D. J. Bernstein
Internet mail
Internet mail message header format
Tokenizable field values
A
field value
may be structured as a series of
tokens, comments, spaces, and tabs.
The semantics of a tokenizable field value depend only on its tokens.
A writer can freely insert comments, spaces, and tabs between tokens.
For example, some writers will insert spaces inside long addresses:
To: cryptographic-cookie-940d3af4f1357d203c7afd5162e9d06e
@heaven.af.mil
Readers should identify tokens as discussed below,
and ignore spaces and comments during parsing.
Unfortunately,
many readers use ad-hoc parsers that do not extract tokens correctly.
It is a bad idea to put spaces, tabs, or comments at unusual locations.
822bis has a huge number of new rules prohibiting or discouraging
various spaces, tabs, and comments.
Tokens
There are three types of tokens:
- Punctuation: <, >, comma, semicolon, colon.

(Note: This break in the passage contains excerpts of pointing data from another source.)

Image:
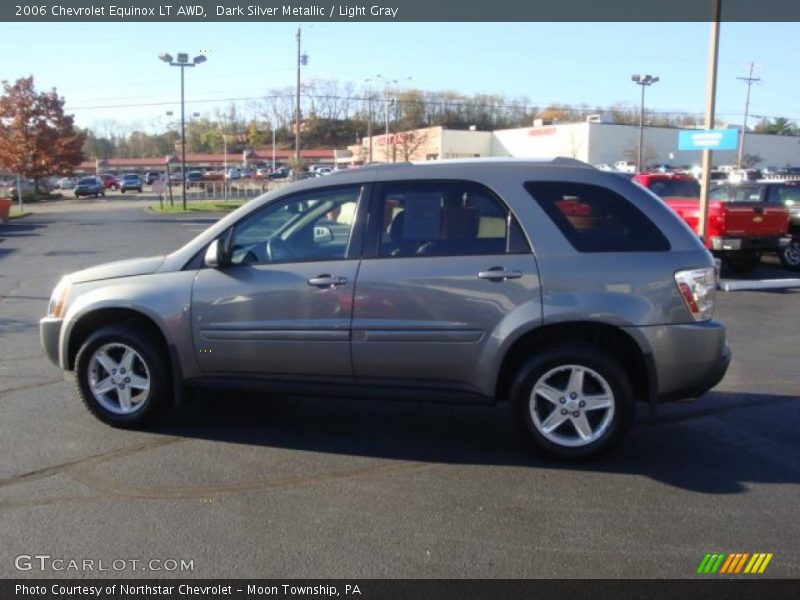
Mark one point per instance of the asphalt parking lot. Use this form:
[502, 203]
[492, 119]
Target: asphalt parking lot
[298, 487]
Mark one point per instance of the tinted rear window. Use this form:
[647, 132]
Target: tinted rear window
[596, 219]
[671, 188]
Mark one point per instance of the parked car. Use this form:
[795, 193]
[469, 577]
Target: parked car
[110, 182]
[89, 186]
[414, 281]
[280, 173]
[626, 166]
[783, 194]
[130, 181]
[738, 232]
[151, 176]
[194, 179]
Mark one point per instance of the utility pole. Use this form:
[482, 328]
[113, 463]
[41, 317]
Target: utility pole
[750, 80]
[711, 94]
[302, 59]
[369, 125]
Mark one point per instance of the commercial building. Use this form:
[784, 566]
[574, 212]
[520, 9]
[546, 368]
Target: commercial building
[589, 141]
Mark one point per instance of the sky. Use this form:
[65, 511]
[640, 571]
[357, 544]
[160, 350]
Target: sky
[109, 73]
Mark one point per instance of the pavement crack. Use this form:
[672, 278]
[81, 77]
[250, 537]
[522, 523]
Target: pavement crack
[30, 386]
[65, 468]
[124, 489]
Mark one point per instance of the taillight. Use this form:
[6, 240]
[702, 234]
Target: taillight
[698, 290]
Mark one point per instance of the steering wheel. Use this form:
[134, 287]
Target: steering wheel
[278, 250]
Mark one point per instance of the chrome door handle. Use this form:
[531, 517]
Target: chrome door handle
[327, 281]
[499, 274]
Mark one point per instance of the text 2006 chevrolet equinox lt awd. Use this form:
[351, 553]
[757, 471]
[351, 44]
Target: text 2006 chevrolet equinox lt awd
[570, 292]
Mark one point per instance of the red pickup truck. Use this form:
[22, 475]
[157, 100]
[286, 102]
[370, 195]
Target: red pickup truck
[738, 232]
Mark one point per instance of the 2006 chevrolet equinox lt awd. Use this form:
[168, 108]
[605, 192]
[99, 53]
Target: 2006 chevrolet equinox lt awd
[570, 292]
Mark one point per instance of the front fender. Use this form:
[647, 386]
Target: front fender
[163, 298]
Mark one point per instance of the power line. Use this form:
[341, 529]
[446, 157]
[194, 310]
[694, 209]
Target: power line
[428, 102]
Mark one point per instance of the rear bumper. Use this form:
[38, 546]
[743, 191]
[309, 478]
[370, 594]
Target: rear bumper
[771, 243]
[684, 361]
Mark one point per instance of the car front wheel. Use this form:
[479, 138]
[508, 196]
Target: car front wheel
[573, 401]
[122, 376]
[790, 255]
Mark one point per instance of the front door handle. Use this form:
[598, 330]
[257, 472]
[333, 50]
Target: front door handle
[499, 274]
[326, 280]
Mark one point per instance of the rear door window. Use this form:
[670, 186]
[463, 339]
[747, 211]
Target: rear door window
[597, 219]
[445, 218]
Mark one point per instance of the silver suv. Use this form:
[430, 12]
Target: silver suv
[570, 292]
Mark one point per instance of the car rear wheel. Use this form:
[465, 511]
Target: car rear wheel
[573, 401]
[122, 376]
[790, 255]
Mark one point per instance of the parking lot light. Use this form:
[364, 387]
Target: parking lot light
[643, 81]
[182, 61]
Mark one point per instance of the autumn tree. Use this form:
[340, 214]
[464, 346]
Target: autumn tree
[36, 138]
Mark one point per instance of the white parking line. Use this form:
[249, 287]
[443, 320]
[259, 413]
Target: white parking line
[758, 284]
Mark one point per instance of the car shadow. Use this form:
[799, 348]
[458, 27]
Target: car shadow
[714, 446]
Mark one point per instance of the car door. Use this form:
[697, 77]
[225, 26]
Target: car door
[284, 304]
[445, 263]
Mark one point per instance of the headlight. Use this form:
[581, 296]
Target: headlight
[698, 288]
[58, 299]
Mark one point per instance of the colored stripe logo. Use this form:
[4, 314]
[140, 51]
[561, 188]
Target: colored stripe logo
[735, 563]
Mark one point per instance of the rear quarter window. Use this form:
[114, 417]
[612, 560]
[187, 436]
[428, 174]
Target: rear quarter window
[597, 219]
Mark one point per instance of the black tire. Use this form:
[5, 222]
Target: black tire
[611, 425]
[790, 255]
[743, 262]
[151, 355]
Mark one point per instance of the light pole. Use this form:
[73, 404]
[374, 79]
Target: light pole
[749, 80]
[643, 81]
[387, 83]
[224, 166]
[302, 60]
[272, 126]
[182, 61]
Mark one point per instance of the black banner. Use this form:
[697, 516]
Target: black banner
[396, 10]
[415, 589]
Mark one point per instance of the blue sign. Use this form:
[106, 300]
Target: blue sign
[709, 139]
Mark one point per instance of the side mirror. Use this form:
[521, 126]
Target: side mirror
[212, 256]
[322, 234]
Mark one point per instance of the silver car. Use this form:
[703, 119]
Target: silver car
[570, 292]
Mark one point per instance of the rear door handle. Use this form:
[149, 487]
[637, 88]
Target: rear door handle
[326, 280]
[499, 274]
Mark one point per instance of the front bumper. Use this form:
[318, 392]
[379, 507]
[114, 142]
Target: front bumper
[49, 336]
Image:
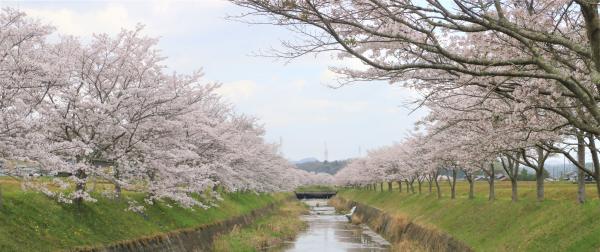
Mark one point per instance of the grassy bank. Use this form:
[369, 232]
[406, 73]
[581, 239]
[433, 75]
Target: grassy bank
[315, 188]
[557, 224]
[272, 230]
[30, 221]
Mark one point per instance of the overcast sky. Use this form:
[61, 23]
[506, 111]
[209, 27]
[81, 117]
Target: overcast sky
[292, 100]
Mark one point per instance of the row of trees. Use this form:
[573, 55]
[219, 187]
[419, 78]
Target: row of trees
[108, 109]
[507, 81]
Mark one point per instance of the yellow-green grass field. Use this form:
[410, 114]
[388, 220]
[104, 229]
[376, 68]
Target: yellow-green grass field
[557, 224]
[30, 221]
[267, 232]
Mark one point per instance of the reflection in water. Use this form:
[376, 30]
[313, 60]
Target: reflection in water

- Address symbols: at sign (@), dot.
- Encoded strings: atom, domain literal, quoted string.
An atom is a string of one or more characters
terminated by the end of the field value or by any of these characters:
space, tab, @, <, >, [,
left parenthesis, comma, semicolon, colon,
dot, double quote.
(Note that adjacent atom tokens must be separated by at least one
comment, space, or tab.)
An atom represents itself as a string.
For example,
heaven
is an atom representing the 6-byte string "heaven".
A string containing an unusual character, such as space or semicolon,
cannot be encoded as an atom.
(822 prohibits all control characters, byte 127 and bytes 0 through 31,
in atoms, as well as ], backslash, and right parenthesis.)
A quoted string is
a double quote, zero or more quoted string chunks, and another double quote.
A quoted string chunk represents a single character;
it can be
- that character, if it is not \015, backslash, or double quote; or
- a backslash followed by that character.
A quoted string represents the concatenation of the
characters represented by the quoted string chunks.
For example,
"heaven"
and
"h\e\ave\n"
are two quoted strings,
each representing the 6-byte string "heaven";
and
"\\\\\\"
is a quoted string representing three backslashes.
Any string can be encoded as a quoted string.
A domain literal is
a left bracket, zero or more domain literal chunks, and a right bracket.
A domain literal chunk represents a single character;
it can be
- that character, if it is not \015, backslash, [, or ]; or
- a backslash followed by that character.
A domain literal represents the concatenation of
(1) a left bracket,
(2) the characters represented by the domain literal chunks, and
(3) a right bracket.
For example,
[127.0.0.1]
and
[\1\2\7\.\0\.\0\.\1]
are two domain literals,
each representing the 11-byte string "[127.0.0.1]".
Any string starting with [ and ending with ]
can be encoded as a domain literal.
Several clients
(reportedly: AMS and various IMAP servers)
cannot handle domain literals containing colons:
[FF02::3492:A98F]
Comments
A comment is a left parenthesis, zero or more comment chunks,
and a right parenthesis.
A comment chunk can be
- a character other than \015, backslash, or parentheses;
- a backslash followed by any character; or
- a comment.
Some examples of comments:
(D. J. Bernstein)
(comment (nested (deeply)) (and (oh no!) again))
(\)\\)
(by way of Whatever <redir@my.org>) (generated by Eudora)
Examples
The field value
":sysmail"@ group. org, Muhammed.(the greatest) Ali @(the)Vegas.WBA
contains
- token: quoted string representing the 8-byte string ":sysmail"
- token: at sign
- space
- space
- token: atom representing the 5-byte string "group"
- token: dot
- space
- token: atom representing the 3-byte string "org"
- token: comma
- space
- token: atom representing the 8-byte string "Muhammed"
- token: dot
- comment (the greatest)
- space
- token: atom representing the 3-byte string "Ali"
- space
- token: at sign
- comment (the)
- token: atom representing the 5-byte string "Vegas"
- token: dot
- token: atom representing the 3-byte string "WBA"
This is the first example in RFC 822,
but most mail-reading programs can't handle it.
Pine 3.91 can't even handle
God@heaven. af.mil
correctly; it truncates the address after the first dot.